The Mantua Sewing Studio supports ethical Australian-made sewing manufacturing, which ensures raw materials, resources and workshop conditions where clothes are made are up to scratch.
But employing highly skilled sewers from different ethnic and cultural backgrounds – who would otherwise struggle to find jobs – is the founders’ true passion.
In just a few weeks the project, set up by Logan women Mady Taue, Kim Rollason-Nokes and Leah Andrea, will be open for business.
“There is a big consumer shift towards a more ethical fashion industry, more consumers are wanting to buy locally and ethically over cheap, fast fashion,” said Ms Rollason-Nokes.
“But our vision is for highly skilled refugee and migrant workers to resource this industry in an ethical and empowering way,” she said.
“The idea was born after we witnessed the hardships these women encountered in the Logan City community – we have worked in community services and migrant resettlement sectors for over 20 years.”
“We started to see challenges for women from refugee and migrant backgrounds, particularly in gaining long term and stable employment.”
The trio also saw the barriers the women faced with transport, childcare, language, family and cultural expectations.
“We wanted to give women a place to come and work but also to connect with the local community, reduce social isolation and build confidence,” Ms Rollason-Nokes said.
“These are powerful catalysts for change in the community and we wanted to change perceptions of stereotypes and things that are happening in the community beyond fashion and local communities,” she said.
The Mantua Sewing Studio works by offering Australian clothing labels a “vision” for a garment by offering high quality workmanship for design and manufacturing services.
“Labels are creating meaningful and empowering training and employment pathways for women from refugee and migrant backgrounds to support their settlement into their new country,” Ms Taue said.
The studio can help with design, prototyping, tech design and manufacturing.
“Labels come to us with a design or ready-made pattern and we can assist with making that come to life,” said Ms Rollason-Nokes.
“There are not many options for labels to manufacture locally.

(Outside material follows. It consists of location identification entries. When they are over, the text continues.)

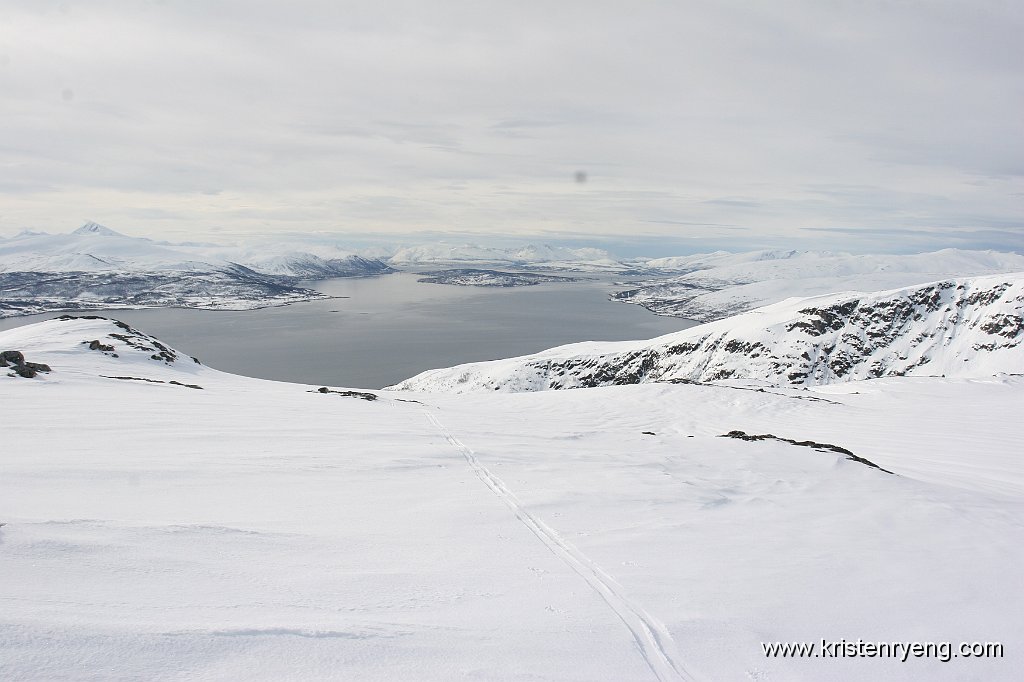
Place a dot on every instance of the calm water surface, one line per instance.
(390, 328)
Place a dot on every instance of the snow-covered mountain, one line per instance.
(530, 255)
(97, 267)
(160, 518)
(721, 284)
(955, 328)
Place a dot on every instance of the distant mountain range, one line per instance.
(708, 287)
(952, 328)
(97, 267)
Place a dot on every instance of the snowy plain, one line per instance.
(256, 529)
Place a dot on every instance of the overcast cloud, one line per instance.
(886, 125)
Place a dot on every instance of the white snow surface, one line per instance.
(967, 327)
(93, 248)
(256, 530)
(718, 285)
(532, 255)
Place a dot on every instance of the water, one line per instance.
(391, 328)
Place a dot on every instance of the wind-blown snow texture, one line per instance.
(954, 328)
(165, 520)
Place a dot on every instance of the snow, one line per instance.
(262, 530)
(966, 327)
(718, 285)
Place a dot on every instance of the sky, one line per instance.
(655, 127)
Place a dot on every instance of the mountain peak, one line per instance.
(95, 228)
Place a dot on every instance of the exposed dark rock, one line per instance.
(153, 381)
(15, 359)
(822, 446)
(12, 356)
(96, 345)
(358, 394)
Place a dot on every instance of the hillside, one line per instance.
(954, 328)
(162, 519)
(711, 287)
(97, 267)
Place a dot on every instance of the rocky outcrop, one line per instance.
(969, 327)
(19, 367)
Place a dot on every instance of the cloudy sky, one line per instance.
(876, 125)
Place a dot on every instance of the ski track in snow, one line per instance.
(651, 637)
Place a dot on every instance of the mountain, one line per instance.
(530, 255)
(160, 518)
(97, 267)
(718, 285)
(955, 328)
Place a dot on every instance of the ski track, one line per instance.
(651, 637)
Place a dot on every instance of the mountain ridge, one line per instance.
(960, 327)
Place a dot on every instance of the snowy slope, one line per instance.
(530, 255)
(253, 529)
(94, 248)
(96, 267)
(955, 328)
(717, 285)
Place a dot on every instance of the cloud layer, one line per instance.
(853, 123)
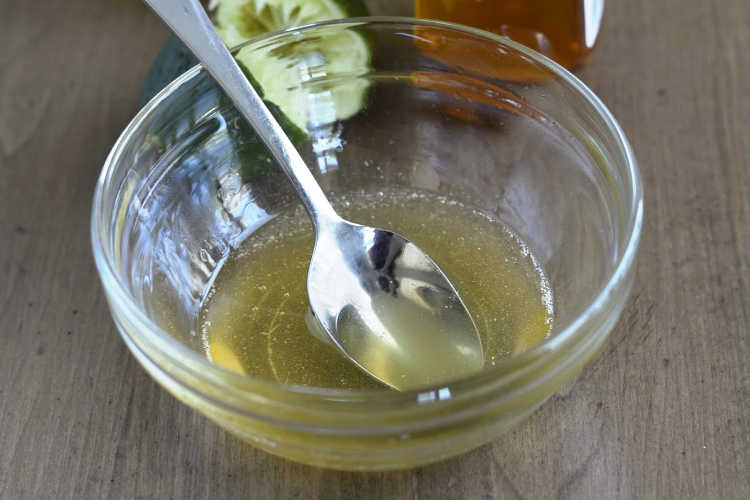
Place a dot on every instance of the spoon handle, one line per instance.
(188, 20)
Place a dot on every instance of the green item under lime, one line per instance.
(254, 158)
(277, 81)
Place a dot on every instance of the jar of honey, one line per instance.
(564, 30)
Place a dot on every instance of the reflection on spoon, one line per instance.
(394, 313)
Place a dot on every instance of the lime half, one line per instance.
(315, 81)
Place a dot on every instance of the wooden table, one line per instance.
(663, 412)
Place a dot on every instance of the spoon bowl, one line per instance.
(386, 305)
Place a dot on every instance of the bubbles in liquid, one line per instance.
(256, 309)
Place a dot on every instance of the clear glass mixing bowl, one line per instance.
(446, 108)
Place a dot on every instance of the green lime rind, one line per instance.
(253, 155)
(295, 75)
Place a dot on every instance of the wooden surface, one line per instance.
(663, 412)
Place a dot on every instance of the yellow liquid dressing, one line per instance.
(253, 320)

There has been a loss of clothing skills, fast fashion is happening offshore, and women have really lost their sewing skills,” she said.
“Women from refugee and migrant backgrounds have amazing skills with tailoring and dress making, but when they come to Australia they are faced with barriers to employment.”

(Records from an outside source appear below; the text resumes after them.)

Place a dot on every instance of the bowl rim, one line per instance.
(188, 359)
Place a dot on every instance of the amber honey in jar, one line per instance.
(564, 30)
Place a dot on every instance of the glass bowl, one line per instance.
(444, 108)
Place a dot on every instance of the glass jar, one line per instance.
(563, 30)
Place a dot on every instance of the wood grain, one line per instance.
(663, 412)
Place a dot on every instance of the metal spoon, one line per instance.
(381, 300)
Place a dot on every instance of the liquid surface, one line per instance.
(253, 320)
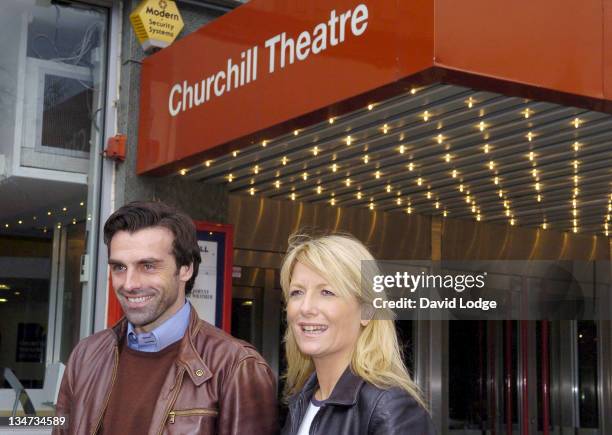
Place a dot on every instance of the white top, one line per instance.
(307, 420)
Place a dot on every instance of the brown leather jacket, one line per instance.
(219, 385)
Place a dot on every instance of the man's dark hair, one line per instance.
(138, 215)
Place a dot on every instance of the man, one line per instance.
(161, 369)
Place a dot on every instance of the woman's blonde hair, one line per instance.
(342, 260)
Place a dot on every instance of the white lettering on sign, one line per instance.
(282, 50)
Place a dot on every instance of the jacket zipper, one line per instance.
(178, 384)
(187, 412)
(110, 391)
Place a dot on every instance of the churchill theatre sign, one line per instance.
(271, 56)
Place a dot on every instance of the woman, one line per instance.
(345, 371)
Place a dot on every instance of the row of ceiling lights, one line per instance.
(34, 220)
(440, 139)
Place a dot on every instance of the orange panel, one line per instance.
(555, 44)
(607, 49)
(397, 42)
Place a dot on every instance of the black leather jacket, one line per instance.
(356, 407)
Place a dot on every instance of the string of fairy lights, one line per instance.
(46, 220)
(440, 150)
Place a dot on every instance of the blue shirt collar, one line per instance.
(169, 332)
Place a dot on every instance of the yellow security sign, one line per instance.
(156, 23)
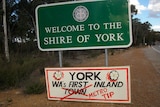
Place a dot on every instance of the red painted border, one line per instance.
(91, 69)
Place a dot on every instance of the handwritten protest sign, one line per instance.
(89, 84)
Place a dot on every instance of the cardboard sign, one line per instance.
(89, 84)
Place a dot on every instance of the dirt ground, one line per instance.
(145, 84)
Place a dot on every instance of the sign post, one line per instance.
(89, 24)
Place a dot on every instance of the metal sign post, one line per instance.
(106, 57)
(60, 58)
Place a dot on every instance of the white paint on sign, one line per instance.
(89, 84)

“We are putting together the needs of the clothing labels with wanting to manufacture locally with the skills of women with refugee and migrant backgrounds who can meet the need of labels but need support.”

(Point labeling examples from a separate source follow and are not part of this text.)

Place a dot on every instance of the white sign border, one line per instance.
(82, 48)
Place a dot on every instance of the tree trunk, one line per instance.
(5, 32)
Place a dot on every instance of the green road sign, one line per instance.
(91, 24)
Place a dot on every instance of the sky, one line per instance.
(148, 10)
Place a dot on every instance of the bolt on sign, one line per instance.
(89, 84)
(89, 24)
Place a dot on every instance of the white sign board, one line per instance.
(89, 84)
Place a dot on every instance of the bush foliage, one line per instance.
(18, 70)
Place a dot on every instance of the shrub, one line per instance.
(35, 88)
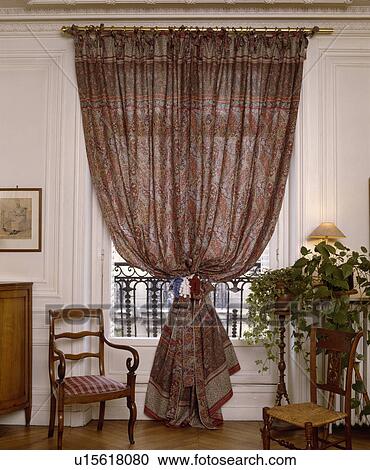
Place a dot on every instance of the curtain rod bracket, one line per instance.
(311, 31)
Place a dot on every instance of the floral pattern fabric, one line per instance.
(189, 137)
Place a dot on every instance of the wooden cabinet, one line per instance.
(16, 347)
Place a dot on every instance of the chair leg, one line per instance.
(101, 415)
(28, 412)
(309, 432)
(60, 421)
(53, 404)
(265, 431)
(348, 433)
(131, 405)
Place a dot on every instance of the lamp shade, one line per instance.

The studio has been provided a low-cost workshop at TAFE in Mt Gravatt for the first year, with their first in-house training program for five women from Afghanistan, Congo, and New Zealand.
“We reached out to ACCESS community services who offer sewing classes in their community hubs at some of the local schools around Logan, we met with the hub leaders who recommended and introduced us to some of the women who they thought would be a good fit for our program,” said Mrs Taue.
“At the moment we have five labels we are already working and another three in the pipeline,” she said.
“We are not advertising so we are busy getting everything set up, equipment transported, but people are still finding us.”
The studio’s goal is to scale up over time, and eventually employ up to 50 sewers.
While Ms Rollason-Nokes and Mrs Taue don’t have direct experience in the fashion industry, Ms Andrea has over 35 years’ experience in the fashion industry with 12 of those years teaching at TAFE, has overseen multiple production floors and has her own men’s underwear label
Ms Rollason-Nokes has capitalised on her social enterprise, business start-up and training knowledge.
“We were crazy enough to believe we could do it. It’s an interesting journey because things need to change in the fashion industry, if things continue the way they have always done, nothing will change,” said Ms Rollason-Nokes.
“Fresh eyes can look at what’s not working both for the sewers and for the labels and recreate a service around the vision of what we think it should be,” she said.
“Conversations with labels, sewers and the industry in general starting to highlight key values, transparency in providing products and the way we employ, with fair working conditions and wages, are bringing the consumer and the sewer closer together start to put together a faceless industry.”
“We are really connecting people with who sewed their clothes, they get a card with a picture and the story of the person who sewed it.”
“We are not just here to make money; we are setting up as a charity reinvesting back into sewers and the local community.”
“We are supporting ladies so they can build up their skills and then potentially go off to design their own label. Casual sewing might be enough but if they can take it further, we can see how we can provide those pathways and those skills to help them continue to build their aspirations.”
The studio has been loaned two shipping containers and industrial sewing machines to get started, and a crowd funding campaign has been launched to help set up the workshop.